Diretriz global inclui combate à desinformação e uso da plataforma X como ferramenta estratégica em campanhas internacionais
247 - Os Estados Unidos determinaram que todas as suas embaixadas e consulados no mundo iniciem campanhas coordenadas para enfrentar o que classificam como propaganda estrangeira hostil, além de incentivar o uso da plataforma X, de Elon Musk, como instrumento “inovador” nesse processo, segundo documento oficial obtido pelo jornal britânico The Guardian. A orientação, assinada pelo secretário de Estado Marco Rubio, detalha ações amplas para conter a desinformação e reforçar a narrativa americana no exterior.
O documento também recomenda que missões diplomáticas atuem em parceria com a unidade militar de operações psicológicas dos Estados Unidos, conhecida como Military Information Support Operations (Miso), vinculada ao Pentágono. A iniciativa ocorre em meio a tensões geopolíticas envolvendo países como Irã, Rússia e China, que, segundo o governo norte-americano, mantêm estratégias sofisticadas de influência e desinformação direcionadas a aliados dos EUA.
O plano estabelece cinco objetivos principais: combater mensagens consideradas hostis, ampliar o acesso à informação, expor ações de adversários, promover vozes locais alinhadas aos interesses norte-americanos e fortalecer a narrativa oficial dos Estados Unidos no cenário internacional. Para isso, as embaixadas são orientadas a recrutar influenciadores, acadêmicos e líderes comunitários em diferentes países, com o objetivo de difundir conteúdos que reforcem a posição americana de forma mais orgânica.

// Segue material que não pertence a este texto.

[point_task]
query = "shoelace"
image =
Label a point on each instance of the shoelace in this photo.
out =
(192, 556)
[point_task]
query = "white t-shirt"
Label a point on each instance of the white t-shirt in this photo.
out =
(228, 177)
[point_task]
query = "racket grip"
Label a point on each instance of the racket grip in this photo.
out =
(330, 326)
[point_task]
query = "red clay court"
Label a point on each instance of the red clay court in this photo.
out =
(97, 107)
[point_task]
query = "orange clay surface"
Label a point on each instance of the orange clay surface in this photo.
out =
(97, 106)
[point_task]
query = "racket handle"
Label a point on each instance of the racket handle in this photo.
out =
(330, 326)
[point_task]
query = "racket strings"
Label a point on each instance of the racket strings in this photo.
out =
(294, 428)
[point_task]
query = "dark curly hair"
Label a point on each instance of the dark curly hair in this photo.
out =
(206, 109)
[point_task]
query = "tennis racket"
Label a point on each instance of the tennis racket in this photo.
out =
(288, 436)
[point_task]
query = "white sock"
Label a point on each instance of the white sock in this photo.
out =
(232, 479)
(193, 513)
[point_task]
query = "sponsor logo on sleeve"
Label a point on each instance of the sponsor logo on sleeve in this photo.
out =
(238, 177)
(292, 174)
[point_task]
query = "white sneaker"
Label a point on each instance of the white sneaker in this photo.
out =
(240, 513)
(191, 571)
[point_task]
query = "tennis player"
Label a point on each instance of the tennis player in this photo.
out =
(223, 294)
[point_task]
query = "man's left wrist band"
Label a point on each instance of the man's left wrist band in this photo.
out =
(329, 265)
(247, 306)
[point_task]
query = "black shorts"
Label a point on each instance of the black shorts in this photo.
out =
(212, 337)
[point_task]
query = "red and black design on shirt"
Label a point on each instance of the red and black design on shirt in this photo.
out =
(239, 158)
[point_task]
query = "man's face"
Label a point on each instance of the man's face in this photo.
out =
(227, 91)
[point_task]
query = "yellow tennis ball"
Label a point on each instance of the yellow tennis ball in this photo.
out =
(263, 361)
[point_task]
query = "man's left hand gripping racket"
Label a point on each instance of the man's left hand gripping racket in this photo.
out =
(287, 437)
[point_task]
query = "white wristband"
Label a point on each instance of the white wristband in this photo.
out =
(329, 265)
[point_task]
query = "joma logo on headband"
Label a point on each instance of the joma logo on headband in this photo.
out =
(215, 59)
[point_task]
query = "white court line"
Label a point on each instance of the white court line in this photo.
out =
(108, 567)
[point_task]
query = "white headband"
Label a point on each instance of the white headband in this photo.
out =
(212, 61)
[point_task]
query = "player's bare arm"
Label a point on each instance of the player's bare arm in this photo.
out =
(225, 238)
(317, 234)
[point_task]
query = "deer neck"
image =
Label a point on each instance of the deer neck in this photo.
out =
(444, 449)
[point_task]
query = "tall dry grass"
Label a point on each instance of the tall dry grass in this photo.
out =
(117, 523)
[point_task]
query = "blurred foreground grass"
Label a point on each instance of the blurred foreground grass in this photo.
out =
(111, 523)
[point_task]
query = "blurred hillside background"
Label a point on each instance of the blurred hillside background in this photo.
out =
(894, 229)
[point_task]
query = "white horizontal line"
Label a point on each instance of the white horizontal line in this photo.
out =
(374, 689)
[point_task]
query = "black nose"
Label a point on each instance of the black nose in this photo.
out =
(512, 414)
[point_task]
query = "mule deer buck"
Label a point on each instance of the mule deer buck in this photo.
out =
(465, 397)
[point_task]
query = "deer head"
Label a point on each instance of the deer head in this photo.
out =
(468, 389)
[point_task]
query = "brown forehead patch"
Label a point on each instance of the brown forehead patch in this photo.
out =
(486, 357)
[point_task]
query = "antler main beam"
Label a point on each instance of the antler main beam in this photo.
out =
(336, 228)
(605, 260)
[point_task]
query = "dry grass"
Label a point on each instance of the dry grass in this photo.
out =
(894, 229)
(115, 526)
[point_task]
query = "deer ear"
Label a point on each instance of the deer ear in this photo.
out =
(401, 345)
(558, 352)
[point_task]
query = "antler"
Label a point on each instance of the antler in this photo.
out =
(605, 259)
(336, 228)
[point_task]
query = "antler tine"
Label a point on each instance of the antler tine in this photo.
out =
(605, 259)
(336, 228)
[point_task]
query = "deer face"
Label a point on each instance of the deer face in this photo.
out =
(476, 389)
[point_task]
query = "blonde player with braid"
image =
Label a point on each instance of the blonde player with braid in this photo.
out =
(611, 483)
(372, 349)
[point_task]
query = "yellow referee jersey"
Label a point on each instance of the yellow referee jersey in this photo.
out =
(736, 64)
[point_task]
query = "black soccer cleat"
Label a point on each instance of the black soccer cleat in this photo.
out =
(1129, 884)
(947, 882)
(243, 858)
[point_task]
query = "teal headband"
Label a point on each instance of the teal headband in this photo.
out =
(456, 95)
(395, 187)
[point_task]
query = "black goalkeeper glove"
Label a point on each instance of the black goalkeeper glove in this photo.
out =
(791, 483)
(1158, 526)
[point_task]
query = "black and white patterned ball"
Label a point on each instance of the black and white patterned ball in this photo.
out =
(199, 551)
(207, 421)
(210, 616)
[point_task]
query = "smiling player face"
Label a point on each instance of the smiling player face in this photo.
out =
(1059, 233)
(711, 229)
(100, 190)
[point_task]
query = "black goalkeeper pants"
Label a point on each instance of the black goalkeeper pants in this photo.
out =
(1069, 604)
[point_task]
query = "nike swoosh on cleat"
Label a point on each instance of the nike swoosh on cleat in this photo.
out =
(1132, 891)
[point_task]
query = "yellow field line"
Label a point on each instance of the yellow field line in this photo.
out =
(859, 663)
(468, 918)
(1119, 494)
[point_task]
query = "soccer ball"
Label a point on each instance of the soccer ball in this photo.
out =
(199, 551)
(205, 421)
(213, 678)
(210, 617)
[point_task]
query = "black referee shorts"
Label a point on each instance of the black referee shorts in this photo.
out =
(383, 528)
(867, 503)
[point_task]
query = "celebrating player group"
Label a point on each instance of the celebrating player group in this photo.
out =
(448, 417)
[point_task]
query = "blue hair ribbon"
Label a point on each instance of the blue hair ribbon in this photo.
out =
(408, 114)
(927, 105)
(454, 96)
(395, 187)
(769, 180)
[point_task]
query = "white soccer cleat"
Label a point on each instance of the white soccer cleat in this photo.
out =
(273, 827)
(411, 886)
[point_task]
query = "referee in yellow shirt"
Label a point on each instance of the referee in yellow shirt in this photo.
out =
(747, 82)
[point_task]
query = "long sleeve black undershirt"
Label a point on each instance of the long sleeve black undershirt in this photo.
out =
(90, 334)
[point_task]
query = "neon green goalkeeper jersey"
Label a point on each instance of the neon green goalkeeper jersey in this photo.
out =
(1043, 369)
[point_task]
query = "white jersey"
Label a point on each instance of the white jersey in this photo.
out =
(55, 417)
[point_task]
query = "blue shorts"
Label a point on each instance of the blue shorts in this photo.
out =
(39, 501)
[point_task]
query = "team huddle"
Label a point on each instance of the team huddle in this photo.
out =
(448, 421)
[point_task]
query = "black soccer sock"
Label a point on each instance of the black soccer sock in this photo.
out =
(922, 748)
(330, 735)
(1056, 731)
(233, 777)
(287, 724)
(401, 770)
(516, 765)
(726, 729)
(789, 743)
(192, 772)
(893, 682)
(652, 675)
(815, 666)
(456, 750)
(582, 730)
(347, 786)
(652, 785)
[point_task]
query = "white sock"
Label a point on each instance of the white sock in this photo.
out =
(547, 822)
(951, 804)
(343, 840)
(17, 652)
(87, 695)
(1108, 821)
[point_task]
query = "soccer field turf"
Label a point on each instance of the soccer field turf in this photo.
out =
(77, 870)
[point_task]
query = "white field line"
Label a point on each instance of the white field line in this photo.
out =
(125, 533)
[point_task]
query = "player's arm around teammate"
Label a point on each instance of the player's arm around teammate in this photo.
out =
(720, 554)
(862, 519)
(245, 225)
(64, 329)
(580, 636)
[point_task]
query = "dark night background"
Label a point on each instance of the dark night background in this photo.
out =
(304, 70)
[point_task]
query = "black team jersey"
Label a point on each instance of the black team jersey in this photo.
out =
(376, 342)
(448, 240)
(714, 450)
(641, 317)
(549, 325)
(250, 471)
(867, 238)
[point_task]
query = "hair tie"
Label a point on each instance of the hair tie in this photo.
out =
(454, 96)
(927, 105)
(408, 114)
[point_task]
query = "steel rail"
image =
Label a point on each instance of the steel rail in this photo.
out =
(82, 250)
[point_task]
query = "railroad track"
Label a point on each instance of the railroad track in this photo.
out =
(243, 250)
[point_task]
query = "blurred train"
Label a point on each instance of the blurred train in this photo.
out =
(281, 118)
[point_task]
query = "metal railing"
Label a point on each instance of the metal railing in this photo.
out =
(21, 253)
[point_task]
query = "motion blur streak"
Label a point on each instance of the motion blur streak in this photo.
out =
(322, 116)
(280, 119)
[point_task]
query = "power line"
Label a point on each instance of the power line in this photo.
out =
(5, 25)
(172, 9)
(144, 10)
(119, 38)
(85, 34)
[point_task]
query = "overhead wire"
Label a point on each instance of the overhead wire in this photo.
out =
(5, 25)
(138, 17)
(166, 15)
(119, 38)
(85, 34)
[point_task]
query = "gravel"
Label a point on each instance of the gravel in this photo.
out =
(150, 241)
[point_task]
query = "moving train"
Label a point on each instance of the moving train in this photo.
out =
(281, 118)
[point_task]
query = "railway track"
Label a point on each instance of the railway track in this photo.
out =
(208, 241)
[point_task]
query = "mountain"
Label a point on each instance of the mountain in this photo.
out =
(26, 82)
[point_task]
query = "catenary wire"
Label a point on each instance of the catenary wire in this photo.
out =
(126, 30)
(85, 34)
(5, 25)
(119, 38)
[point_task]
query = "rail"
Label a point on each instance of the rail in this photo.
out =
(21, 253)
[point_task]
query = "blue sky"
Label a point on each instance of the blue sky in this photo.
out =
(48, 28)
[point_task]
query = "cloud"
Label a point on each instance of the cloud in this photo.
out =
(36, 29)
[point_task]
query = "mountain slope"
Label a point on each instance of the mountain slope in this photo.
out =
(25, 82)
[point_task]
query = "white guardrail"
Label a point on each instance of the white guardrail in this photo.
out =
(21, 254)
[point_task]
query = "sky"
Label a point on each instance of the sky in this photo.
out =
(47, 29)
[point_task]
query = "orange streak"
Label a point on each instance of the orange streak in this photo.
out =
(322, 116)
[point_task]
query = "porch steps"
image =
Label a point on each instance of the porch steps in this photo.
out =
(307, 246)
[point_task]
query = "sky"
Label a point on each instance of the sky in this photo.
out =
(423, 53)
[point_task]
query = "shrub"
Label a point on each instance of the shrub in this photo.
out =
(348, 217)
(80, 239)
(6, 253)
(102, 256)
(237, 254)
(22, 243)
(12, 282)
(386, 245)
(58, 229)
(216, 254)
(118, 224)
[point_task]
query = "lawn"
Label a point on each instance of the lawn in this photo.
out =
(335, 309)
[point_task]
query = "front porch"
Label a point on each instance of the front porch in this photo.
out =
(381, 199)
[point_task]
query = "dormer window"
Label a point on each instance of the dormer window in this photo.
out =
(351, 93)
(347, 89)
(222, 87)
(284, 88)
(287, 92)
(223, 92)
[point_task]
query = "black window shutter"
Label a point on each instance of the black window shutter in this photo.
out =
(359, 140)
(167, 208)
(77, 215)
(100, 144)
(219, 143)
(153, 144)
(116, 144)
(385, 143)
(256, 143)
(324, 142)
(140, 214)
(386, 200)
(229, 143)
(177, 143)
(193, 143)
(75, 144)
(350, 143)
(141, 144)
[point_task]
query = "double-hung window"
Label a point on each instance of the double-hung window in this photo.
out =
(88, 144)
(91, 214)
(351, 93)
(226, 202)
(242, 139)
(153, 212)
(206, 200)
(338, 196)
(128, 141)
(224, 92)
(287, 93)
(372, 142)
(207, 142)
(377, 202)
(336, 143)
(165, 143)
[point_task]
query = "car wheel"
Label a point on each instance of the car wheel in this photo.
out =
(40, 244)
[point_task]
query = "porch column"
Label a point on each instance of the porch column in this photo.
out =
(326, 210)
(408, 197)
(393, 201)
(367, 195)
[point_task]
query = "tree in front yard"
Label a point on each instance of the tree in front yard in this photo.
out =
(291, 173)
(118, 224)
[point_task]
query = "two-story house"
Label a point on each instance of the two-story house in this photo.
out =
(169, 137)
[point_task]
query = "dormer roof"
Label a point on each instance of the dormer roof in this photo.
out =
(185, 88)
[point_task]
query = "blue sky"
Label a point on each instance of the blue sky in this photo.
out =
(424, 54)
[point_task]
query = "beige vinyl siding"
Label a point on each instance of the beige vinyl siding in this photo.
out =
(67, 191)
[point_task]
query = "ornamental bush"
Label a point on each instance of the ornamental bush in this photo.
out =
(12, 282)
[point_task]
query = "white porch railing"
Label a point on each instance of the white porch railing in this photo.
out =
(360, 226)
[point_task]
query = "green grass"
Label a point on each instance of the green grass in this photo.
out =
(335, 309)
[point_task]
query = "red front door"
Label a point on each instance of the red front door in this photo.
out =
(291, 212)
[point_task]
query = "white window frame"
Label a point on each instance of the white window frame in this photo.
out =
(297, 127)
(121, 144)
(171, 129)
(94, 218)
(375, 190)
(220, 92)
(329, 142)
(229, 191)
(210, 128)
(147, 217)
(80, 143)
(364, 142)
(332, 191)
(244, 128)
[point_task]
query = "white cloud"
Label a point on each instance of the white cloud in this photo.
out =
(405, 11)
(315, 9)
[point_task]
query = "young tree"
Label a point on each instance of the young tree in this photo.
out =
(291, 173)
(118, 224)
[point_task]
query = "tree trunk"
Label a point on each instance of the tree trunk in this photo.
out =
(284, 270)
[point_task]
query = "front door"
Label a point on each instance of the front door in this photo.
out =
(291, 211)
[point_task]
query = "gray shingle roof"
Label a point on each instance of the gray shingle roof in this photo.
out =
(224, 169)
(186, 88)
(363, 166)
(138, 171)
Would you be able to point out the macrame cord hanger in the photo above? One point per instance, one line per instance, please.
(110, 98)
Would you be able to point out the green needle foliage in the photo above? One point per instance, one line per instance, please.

O documento afirma que campanhas estrangeiras buscam “transferir a culpa para os Estados Unidos, semear divisão entre aliados, promover visões de mundo alternativas contrárias aos interesses americanos e até prejudicar interesses econômicos e liberdades políticas dos EUA”. Ainda segundo o texto, essas ações utilizam plataformas digitais, mídias controladas por governos e operações de influência, representando “uma ameaça direta à segurança nacional dos Estados Unidos e alimentando a hostilidade contra seus interesses”.
Outro ponto relevante da diretriz é a recomendação explícita para que as representações diplomáticas coordenem suas ações com o setor militar de operações psicológicas — uma prática considerada incomum na diplomacia tradicional, que historicamente mantém certa separação entre estratégias civis e militares.
A iniciativa surge após mudanças recentes na estrutura norte-americana de combate à desinformação. O Global Engagement Center, responsável por financiar ações desse tipo em governos anteriores, perdeu recursos pouco antes do retorno de Donald Trump à presidência. Além disso, o FBI encerrou sua força-tarefa dedicada à influência estrangeira, e o Departamento de Estado desativou uma unidade voltada ao monitoramento de manipulação informacional internacional.
O documento também destaca a plataforma X, especialmente o recurso Notas da Comunidade, como uma ferramenta eficaz e “baseada em colaboração” para combater a desinformação “sem comprometer a liberdade de expressão ou a privacidade”. A menção ocorre em meio a críticas internacionais à rede social, que já foi multada pela União Europeia em 120 milhões de euros por práticas consideradas enganosas e segue sob investigação por seus algoritmos e ferramentas de inteligência artificial.
Outro aspecto enfatizado é a necessidade de tornar visível a origem da ajuda externa norte-americana. O texto orienta que programas e iniciativas financiados pelos EUA utilizem “marcação proeminente com bandeira”, garantindo que o público local identifique claramente a origem do apoio.
As embaixadas também foram instruídas a ampliar a distribuição de notícias internacionais e análises independentes traduzidas para idiomas locais, especialmente em países onde “a propaganda antiamericana é generalizada ou onde o acesso à informação é restrito”. Nesse contexto, mais de 700 centros culturais conhecidos como “American Spaces” deverão ser reposicionados como plataformas de acesso a informações sem censura, promovidas como zonas de liberdade de expressão.